### 🚫 Remove Cell Lines Not Present in Expression Matrix

Some cell lines in the GDSC drug response data do not appear in the single-cell expression matrix. To ensure consistent alignment and avoid missing PCA values later, we remove these unmatched rows before merging.


In [1]:
import polars as pl

# Load GDSC drug response dataset
gdsc_bulk = pl.read_parquet("../../data/gdsc/gdsc_final_cleaned.parquet")

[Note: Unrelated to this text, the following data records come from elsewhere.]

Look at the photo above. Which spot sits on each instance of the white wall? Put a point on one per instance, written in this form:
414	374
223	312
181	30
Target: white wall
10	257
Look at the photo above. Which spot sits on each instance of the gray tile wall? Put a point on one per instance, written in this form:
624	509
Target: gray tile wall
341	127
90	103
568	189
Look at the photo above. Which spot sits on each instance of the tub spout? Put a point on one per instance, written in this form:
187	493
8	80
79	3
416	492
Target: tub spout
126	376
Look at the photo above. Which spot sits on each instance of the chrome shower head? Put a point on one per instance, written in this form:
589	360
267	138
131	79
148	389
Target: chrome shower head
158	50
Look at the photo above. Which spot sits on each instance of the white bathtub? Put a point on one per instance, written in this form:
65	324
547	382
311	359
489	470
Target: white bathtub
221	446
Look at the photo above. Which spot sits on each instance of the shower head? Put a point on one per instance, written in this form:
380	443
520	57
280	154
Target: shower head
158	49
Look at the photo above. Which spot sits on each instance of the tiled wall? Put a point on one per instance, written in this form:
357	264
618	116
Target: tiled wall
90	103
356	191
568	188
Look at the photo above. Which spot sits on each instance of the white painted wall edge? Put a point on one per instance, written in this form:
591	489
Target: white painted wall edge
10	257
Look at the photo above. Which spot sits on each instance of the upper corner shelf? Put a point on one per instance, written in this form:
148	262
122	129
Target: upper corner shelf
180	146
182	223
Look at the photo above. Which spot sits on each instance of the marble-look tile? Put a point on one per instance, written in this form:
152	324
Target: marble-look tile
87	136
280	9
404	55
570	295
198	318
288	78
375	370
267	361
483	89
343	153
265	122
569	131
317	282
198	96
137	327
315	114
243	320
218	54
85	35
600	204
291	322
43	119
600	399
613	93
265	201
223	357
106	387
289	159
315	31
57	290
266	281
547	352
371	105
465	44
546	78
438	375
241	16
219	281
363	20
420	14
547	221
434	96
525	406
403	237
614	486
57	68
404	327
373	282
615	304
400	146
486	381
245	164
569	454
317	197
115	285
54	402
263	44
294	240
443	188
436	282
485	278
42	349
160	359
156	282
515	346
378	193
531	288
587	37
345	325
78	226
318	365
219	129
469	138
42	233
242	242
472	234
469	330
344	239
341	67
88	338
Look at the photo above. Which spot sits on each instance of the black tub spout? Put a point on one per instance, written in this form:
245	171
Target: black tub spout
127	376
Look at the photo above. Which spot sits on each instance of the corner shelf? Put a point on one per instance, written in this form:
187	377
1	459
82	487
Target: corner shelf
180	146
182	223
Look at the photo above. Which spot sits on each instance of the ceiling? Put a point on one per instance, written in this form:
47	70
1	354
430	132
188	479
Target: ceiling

# Load single-cell gene expression (transposed version)
# We'll just extract the first row to get cell line names (i.e., column names from original matrix)
cell_expr_df = pl.read_parquet("../../data/sc_data/rnaseq_fpkm.parquet")
expr_cell_lines = cell_expr_df.columns[5:]  # Skip first 5 non-gene columns (SANGER_MODEL_ID, etc.)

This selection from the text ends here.